Feature suggestion - Morphological Analysis

hillel · July 7, 2008, 10:47pm

Hi LingQ team,

This suggestion is for Russian, but might be a good idea for other languages as well. The basic idea is to index all of the single words in your transcripts by base form instead of by the inflected (surface) form (you’ll need a Russian stemmer, I don’t know if there is such a thing avaliable for free though).

The scenario goes like this: lets say I have 1000 words in my vocabulary and I now open a new transcript, LingQ will get the base forms for my 1000 words, and then match them against the indexed base forms for the new document and mark all the matches.

In a language with rich morphology like Russian, you currently don’t mark many of the words I’m working on yellow, because they appear in the text with minor morphological changes, this feature is designed to solve this problem. Also, it will yield better approximation of the ‘new words’ count for a transcript.

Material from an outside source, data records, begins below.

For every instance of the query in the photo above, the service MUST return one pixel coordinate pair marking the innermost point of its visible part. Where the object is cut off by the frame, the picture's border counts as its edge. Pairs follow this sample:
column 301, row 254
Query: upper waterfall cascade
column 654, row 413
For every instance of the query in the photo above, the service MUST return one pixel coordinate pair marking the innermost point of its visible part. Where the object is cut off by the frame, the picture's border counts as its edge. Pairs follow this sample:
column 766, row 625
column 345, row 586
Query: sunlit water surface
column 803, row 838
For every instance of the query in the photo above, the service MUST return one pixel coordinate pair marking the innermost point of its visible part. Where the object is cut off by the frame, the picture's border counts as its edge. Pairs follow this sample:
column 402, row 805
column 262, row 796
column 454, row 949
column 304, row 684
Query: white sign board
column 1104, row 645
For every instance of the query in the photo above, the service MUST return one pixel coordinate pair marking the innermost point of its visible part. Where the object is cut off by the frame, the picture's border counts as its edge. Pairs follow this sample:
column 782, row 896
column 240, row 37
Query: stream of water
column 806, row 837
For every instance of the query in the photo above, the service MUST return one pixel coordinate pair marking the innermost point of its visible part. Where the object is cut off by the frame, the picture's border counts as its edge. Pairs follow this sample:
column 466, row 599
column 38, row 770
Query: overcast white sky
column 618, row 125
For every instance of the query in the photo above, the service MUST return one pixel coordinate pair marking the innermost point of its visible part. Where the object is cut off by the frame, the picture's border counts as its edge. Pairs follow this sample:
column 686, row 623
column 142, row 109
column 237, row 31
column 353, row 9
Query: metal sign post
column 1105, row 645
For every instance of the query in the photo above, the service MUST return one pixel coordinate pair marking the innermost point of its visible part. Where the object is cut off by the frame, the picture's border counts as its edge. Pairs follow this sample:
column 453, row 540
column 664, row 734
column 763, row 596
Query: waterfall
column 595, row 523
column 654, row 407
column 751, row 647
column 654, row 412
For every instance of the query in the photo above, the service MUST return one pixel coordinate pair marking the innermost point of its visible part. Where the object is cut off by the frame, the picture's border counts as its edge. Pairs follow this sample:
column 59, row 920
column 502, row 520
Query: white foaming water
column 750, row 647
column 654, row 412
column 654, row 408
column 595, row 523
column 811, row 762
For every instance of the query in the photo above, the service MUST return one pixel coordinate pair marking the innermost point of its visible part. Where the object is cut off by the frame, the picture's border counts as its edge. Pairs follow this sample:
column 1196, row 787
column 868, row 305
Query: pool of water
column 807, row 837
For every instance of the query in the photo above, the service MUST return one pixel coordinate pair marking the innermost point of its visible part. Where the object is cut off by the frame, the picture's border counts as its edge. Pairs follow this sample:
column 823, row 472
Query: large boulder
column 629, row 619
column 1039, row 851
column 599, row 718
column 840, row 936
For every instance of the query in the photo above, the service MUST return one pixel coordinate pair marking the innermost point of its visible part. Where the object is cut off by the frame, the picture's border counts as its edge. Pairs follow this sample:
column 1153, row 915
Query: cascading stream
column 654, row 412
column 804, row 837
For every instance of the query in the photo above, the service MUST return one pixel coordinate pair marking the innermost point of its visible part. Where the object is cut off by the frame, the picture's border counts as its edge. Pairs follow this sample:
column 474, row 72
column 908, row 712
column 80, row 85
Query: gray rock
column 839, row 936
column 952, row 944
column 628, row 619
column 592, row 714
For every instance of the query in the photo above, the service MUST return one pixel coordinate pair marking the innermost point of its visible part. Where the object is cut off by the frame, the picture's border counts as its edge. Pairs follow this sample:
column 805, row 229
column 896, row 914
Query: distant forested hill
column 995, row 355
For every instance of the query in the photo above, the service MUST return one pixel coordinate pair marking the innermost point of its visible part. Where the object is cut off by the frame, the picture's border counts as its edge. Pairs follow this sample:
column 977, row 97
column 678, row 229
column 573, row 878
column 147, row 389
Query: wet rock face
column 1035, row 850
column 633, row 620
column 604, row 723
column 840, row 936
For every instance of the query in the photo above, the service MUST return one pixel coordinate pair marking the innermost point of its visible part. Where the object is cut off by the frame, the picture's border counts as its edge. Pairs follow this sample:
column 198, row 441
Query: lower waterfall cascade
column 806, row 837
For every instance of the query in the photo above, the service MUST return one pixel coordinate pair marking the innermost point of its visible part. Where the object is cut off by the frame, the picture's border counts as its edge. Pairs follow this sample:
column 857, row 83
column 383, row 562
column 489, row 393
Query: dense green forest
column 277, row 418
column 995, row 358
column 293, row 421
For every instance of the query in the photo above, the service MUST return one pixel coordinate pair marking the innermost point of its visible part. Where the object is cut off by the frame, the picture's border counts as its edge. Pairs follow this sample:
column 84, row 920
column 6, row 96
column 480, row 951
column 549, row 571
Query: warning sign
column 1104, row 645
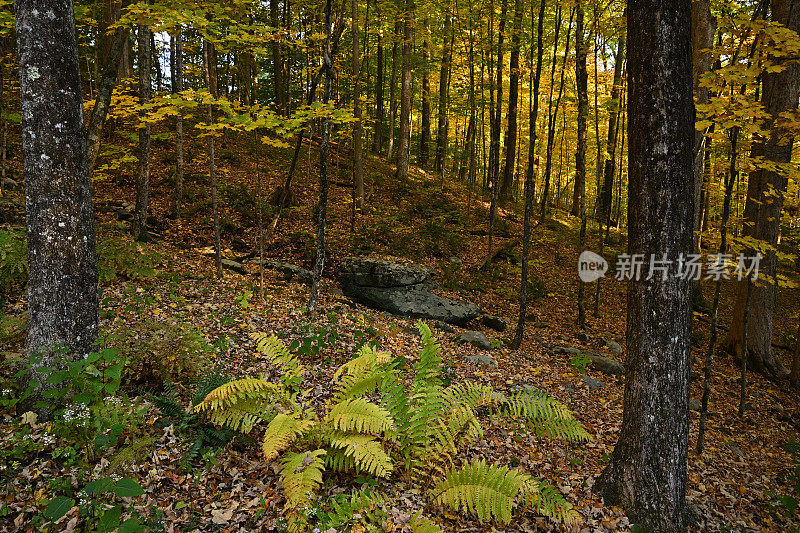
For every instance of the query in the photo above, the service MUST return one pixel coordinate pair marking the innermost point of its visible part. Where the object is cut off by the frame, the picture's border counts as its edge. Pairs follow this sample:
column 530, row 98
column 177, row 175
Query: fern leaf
column 487, row 491
column 241, row 404
column 550, row 503
column 368, row 358
column 280, row 433
column 360, row 415
column 301, row 475
column 420, row 524
column 274, row 349
column 367, row 453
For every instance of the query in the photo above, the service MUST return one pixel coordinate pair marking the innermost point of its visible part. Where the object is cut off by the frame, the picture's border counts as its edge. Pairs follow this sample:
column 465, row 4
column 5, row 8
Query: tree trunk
column 552, row 110
column 529, row 179
column 177, row 86
column 210, row 59
column 322, row 208
column 648, row 469
column 513, row 96
column 143, row 180
column 104, row 90
column 443, row 120
column 377, row 143
column 405, row 94
column 358, row 162
column 425, row 129
column 763, row 207
column 704, row 26
column 62, row 267
column 579, row 197
column 392, row 92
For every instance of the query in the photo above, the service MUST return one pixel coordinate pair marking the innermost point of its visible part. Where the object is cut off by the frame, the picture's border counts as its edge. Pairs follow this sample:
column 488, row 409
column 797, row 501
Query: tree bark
column 377, row 143
column 763, row 208
column 647, row 472
column 392, row 90
column 405, row 94
column 104, row 90
column 443, row 120
column 62, row 266
column 143, row 180
column 529, row 179
column 507, row 182
column 177, row 86
column 425, row 118
column 579, row 196
column 210, row 59
column 358, row 161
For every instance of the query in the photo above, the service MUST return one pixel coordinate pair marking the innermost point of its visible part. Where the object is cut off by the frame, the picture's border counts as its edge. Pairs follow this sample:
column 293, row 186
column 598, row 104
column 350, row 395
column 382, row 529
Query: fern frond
column 368, row 358
column 360, row 415
column 301, row 475
column 420, row 524
column 359, row 383
column 548, row 415
column 487, row 491
column 429, row 363
column 278, row 354
column 548, row 502
column 367, row 453
column 241, row 404
column 280, row 433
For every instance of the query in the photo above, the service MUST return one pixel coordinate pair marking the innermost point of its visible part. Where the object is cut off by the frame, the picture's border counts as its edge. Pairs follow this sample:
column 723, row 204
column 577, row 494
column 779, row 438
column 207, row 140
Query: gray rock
column 288, row 269
column 234, row 265
column 401, row 289
column 481, row 359
column 607, row 365
column 494, row 322
column 569, row 350
column 593, row 383
column 375, row 272
column 475, row 338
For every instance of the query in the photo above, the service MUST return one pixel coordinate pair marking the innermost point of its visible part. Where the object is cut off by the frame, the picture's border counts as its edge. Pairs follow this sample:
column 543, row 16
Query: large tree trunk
column 704, row 26
column 405, row 94
column 104, row 90
column 143, row 180
column 377, row 143
column 393, row 92
column 425, row 130
column 763, row 208
column 507, row 181
column 647, row 473
column 62, row 265
column 579, row 197
column 443, row 120
column 177, row 86
column 358, row 162
column 529, row 179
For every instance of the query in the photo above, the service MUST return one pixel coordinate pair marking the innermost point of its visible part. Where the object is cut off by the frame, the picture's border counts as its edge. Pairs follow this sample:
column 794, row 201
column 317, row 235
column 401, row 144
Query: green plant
column 580, row 363
column 159, row 352
column 93, row 506
column 13, row 260
column 427, row 424
column 120, row 256
column 200, row 435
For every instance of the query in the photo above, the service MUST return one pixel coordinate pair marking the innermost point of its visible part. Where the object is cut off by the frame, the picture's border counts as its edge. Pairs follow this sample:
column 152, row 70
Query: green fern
column 241, row 404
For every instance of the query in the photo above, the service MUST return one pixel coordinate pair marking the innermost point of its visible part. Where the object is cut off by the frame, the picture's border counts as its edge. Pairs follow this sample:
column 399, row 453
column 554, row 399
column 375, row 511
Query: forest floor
column 735, row 485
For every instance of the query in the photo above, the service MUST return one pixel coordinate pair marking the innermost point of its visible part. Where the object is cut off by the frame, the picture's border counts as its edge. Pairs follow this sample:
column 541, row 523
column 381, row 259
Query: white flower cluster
column 112, row 401
column 77, row 414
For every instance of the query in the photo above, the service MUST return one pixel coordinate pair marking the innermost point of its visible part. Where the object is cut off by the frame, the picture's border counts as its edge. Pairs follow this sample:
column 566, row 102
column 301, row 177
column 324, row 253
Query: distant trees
column 647, row 472
column 62, row 266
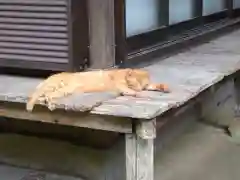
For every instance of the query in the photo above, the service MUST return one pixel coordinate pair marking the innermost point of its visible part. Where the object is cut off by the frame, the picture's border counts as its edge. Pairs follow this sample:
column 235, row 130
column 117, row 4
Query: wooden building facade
column 76, row 35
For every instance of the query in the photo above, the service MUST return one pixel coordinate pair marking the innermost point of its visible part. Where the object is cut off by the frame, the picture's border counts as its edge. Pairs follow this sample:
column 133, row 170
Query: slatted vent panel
column 34, row 30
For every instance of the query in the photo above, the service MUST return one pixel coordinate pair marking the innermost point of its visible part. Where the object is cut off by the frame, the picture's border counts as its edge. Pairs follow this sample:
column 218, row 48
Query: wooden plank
column 140, row 154
column 102, row 37
column 130, row 156
column 122, row 125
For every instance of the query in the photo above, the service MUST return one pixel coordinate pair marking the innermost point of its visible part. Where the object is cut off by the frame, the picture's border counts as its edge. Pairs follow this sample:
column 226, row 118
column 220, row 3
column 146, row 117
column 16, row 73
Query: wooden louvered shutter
column 43, row 34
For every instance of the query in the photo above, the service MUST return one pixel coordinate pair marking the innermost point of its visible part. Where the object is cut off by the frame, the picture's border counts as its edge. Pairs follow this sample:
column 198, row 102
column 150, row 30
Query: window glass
column 142, row 16
column 236, row 4
column 213, row 6
column 180, row 10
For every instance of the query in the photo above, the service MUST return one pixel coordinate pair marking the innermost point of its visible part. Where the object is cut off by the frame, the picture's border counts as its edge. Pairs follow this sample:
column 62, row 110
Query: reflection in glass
column 141, row 16
column 236, row 4
column 180, row 10
column 213, row 6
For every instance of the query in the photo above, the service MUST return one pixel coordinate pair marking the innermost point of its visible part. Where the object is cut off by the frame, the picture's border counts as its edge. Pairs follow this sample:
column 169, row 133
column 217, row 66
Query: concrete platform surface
column 14, row 173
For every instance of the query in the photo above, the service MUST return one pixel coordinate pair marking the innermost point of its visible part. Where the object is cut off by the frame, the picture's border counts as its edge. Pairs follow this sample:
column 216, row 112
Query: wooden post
column 102, row 36
column 140, row 152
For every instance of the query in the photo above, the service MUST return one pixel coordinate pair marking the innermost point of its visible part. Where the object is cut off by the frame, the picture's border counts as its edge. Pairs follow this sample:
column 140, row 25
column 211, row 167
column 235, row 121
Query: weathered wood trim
column 130, row 153
column 85, row 120
column 102, row 36
column 139, row 158
column 140, row 151
column 146, row 129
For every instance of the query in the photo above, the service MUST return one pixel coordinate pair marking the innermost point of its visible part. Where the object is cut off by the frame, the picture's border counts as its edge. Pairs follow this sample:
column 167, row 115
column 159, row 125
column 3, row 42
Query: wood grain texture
column 187, row 73
column 114, row 124
column 139, row 158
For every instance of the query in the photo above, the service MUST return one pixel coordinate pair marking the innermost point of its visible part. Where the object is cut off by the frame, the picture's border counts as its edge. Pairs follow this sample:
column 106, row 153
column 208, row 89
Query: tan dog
column 122, row 81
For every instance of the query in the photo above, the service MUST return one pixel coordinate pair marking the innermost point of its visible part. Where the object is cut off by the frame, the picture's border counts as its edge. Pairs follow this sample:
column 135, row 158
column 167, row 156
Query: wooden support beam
column 85, row 120
column 102, row 36
column 140, row 152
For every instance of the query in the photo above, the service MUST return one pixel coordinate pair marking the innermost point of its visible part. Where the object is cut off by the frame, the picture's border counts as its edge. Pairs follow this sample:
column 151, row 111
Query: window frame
column 152, row 42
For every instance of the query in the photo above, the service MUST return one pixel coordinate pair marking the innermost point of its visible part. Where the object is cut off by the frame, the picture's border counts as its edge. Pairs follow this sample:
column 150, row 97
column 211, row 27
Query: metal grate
column 36, row 31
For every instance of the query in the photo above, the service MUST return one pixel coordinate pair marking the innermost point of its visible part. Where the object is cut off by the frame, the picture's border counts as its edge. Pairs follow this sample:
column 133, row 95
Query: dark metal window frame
column 135, row 47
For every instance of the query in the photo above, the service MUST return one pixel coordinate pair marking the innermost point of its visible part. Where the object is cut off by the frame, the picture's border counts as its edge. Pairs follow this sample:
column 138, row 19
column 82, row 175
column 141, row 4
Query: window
column 236, row 4
column 180, row 11
column 147, row 20
column 147, row 26
column 213, row 6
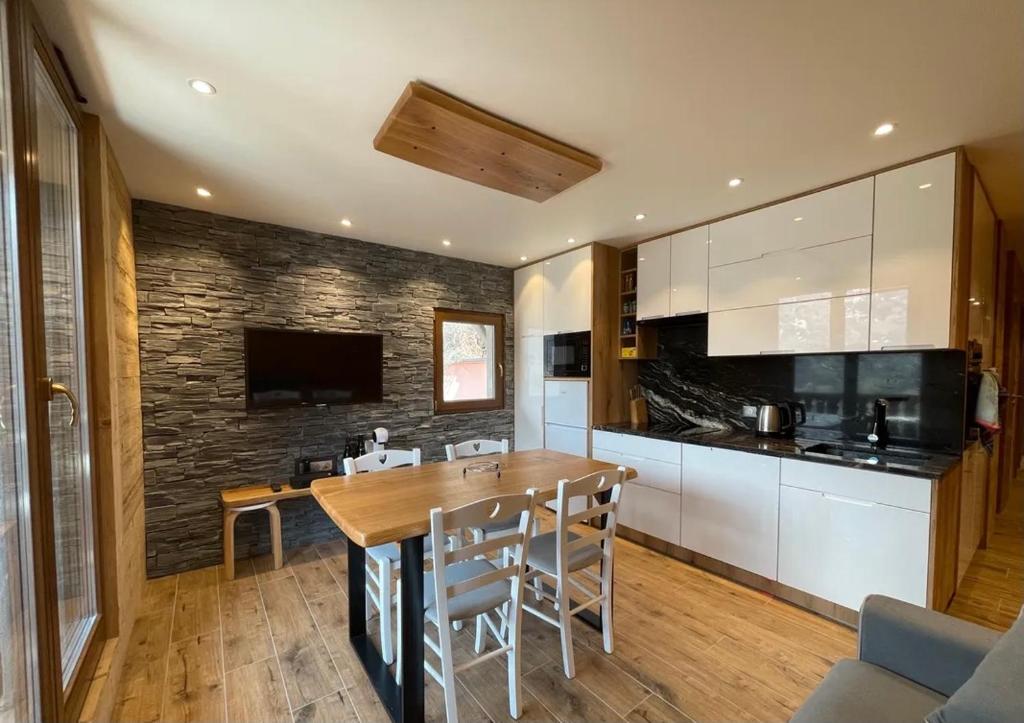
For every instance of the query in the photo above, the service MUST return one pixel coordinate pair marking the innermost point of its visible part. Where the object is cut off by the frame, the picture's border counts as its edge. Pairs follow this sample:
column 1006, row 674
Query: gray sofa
column 918, row 665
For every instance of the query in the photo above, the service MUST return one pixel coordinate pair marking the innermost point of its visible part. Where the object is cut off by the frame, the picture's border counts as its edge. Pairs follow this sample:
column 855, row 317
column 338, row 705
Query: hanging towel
column 986, row 413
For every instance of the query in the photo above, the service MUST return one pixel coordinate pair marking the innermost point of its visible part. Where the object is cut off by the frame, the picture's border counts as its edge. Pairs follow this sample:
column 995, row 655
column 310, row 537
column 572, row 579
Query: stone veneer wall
column 203, row 278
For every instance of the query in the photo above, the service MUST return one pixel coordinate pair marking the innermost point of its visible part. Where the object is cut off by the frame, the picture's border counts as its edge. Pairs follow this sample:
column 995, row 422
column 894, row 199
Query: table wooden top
column 394, row 504
column 260, row 494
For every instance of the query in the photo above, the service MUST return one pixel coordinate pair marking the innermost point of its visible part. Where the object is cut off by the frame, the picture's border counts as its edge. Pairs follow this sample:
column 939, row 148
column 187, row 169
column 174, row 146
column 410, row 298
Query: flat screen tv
column 306, row 369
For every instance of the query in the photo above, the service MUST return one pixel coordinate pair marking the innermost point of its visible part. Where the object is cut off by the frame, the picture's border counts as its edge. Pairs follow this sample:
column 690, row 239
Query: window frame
column 462, row 316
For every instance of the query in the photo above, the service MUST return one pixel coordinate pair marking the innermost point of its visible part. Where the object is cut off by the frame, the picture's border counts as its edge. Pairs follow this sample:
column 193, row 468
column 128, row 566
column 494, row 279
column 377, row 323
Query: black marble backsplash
column 926, row 389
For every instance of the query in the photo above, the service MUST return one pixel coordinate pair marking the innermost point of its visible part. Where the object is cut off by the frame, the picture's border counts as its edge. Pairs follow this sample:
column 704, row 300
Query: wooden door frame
column 27, row 37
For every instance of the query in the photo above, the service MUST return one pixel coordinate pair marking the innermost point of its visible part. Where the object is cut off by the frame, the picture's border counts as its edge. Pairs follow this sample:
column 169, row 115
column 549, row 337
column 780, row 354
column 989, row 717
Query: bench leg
column 275, row 536
column 229, row 517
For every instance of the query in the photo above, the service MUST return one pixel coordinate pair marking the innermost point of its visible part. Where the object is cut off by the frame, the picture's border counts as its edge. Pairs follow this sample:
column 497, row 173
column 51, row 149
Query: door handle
column 54, row 388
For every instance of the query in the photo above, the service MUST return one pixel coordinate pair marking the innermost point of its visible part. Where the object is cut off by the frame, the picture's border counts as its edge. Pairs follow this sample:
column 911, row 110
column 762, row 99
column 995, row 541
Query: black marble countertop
column 906, row 461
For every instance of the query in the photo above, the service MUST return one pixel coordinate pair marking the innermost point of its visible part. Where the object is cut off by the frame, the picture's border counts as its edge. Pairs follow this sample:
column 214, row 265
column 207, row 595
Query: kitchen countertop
column 930, row 465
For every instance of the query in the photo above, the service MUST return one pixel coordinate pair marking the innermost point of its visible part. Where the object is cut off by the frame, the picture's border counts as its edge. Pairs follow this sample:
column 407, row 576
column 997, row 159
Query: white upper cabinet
column 688, row 279
column 528, row 288
column 653, row 279
column 911, row 271
column 815, row 326
column 842, row 268
column 835, row 214
column 567, row 292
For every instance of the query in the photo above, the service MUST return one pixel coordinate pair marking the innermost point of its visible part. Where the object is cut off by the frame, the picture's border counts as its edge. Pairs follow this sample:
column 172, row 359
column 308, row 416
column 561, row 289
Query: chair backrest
column 475, row 448
column 385, row 459
column 604, row 482
column 477, row 514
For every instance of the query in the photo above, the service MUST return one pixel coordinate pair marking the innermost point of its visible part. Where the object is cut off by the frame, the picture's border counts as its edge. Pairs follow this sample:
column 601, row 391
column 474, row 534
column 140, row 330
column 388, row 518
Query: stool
column 249, row 499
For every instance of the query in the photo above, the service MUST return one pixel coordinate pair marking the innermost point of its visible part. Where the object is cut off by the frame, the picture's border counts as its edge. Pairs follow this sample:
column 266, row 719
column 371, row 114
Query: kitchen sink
column 867, row 454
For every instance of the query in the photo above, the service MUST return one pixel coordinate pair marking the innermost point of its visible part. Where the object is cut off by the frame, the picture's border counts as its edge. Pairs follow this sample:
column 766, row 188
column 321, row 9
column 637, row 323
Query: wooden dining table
column 393, row 507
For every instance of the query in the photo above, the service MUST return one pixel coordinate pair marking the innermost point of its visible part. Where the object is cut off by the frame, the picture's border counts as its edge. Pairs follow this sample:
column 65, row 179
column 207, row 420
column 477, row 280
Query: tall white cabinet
column 911, row 269
column 528, row 328
column 567, row 292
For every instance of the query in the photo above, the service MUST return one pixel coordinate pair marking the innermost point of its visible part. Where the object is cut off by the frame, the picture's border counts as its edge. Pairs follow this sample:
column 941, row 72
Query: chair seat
column 471, row 603
column 855, row 691
column 544, row 553
column 392, row 551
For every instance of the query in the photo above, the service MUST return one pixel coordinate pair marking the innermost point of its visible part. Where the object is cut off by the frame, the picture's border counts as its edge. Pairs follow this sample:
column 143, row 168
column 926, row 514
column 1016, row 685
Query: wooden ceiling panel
column 440, row 132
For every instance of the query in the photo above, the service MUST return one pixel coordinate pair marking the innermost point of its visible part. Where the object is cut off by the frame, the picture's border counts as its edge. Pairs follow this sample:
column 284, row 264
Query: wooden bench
column 256, row 497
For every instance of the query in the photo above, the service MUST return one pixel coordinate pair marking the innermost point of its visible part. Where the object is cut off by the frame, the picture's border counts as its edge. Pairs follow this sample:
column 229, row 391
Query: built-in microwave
column 566, row 354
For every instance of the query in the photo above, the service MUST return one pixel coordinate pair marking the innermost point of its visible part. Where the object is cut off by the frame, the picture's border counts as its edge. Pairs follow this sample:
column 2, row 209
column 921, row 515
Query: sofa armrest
column 928, row 647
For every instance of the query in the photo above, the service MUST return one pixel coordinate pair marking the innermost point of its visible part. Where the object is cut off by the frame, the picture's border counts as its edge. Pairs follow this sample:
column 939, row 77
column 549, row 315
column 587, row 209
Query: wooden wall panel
column 117, row 402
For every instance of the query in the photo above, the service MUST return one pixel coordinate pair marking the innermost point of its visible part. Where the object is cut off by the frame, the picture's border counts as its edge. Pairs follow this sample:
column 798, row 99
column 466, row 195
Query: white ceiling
column 676, row 96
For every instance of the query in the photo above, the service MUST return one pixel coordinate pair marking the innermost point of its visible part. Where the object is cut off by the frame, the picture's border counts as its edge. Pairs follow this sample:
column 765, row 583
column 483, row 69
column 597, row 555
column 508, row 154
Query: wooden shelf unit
column 641, row 341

steve · July 7, 2008, 11:07pm

This is a subject that comes up regularly. I am studying Russian. I treat my known words number as an indicator of progress, not as an absolute. I treat each form of a word as a new word, in terms of how it is used. The fact that I may save many forms of the same word, actually helps me eventually learn it.

Nevertheless the whole question of how we deal with words, word forms, and word families will be looked at in the future, when we get a lot of other issues settled.

That said, I greatly appreciate your input and active participation. We can’ always respond right away to all ideas.

hillel · July 8, 2008, 6:30am

Thanks for the fast reply!

typikon · July 21, 2010, 2:28am

I really agree with this suggestion. I would use this resource but when I open up something new, half the words are marked as new, when in fact they’re not. If a good Russian vocabulary has 15 to 20000 words, and each russian word has between 12 (nouns) and 20 forms, we’re talking about hundreds of thousands of “clicks”. It’s too much. In addition, the vocabulary feature ends up needing heavy editing, etc.

steve · July 21, 2010, 3:34am

We have been around this subject many times. LingQ is what it is.

Each form of the word is a different term. You can LingQ or just let it go by and make it known by clicking " I know all" when you are done with the lesson. I personally tend to save more than one form of a word in Russian and I find it helps me. I have mostly learned Russian on LingQ and am satisfied. There are certainly not hundreds of thousands of clicks, nor is there any need for heavy editing.

nobody · July 21, 2010, 9:21am

I use this tool for Russian morphological analysis: http://starling.rinet.ru/cgi-bin/morphque.cgi?flags=endnnnn.

The problem is that it throws in apostrophes to show stress, which you then have to take out by hand if you are copying and pasting into a LingQ lesson. If anyone knows of a conjugator that just returns plain text I could be interested.

I generally LingQ and learn words in 3 forms.
Verb: imperative, infinitive and masc past participle
Adjective: masculine, feminine and neuter nominative singular
Noun: nominative singular, nominative plural and genitive plural.

Not for any particularly scientific reason, I just like things that come in threes.

Greg_Morris · October 11, 2014, 3:42pm

Perhaps a more modest suggestion along the same lines. A place to store the dictionary/lexical form and a place to store parsing information. An easy way to copy previously entered hints for the same lexical form. Perhaps this could be implemented so that once a user has identified the lexical form it would automatically pull up any previously entered hints and notes. Also a method to allow a user to edit all hints for a give lexical form would be helpful.

nobody · October 13, 2014, 4:40am

Yup, this is something we were discussing earlier last week We’re working on some other stuff at the moment, but we do hope to tackle this issue in the near future, and your suggestions above should come into hand when we are ready to take this one on.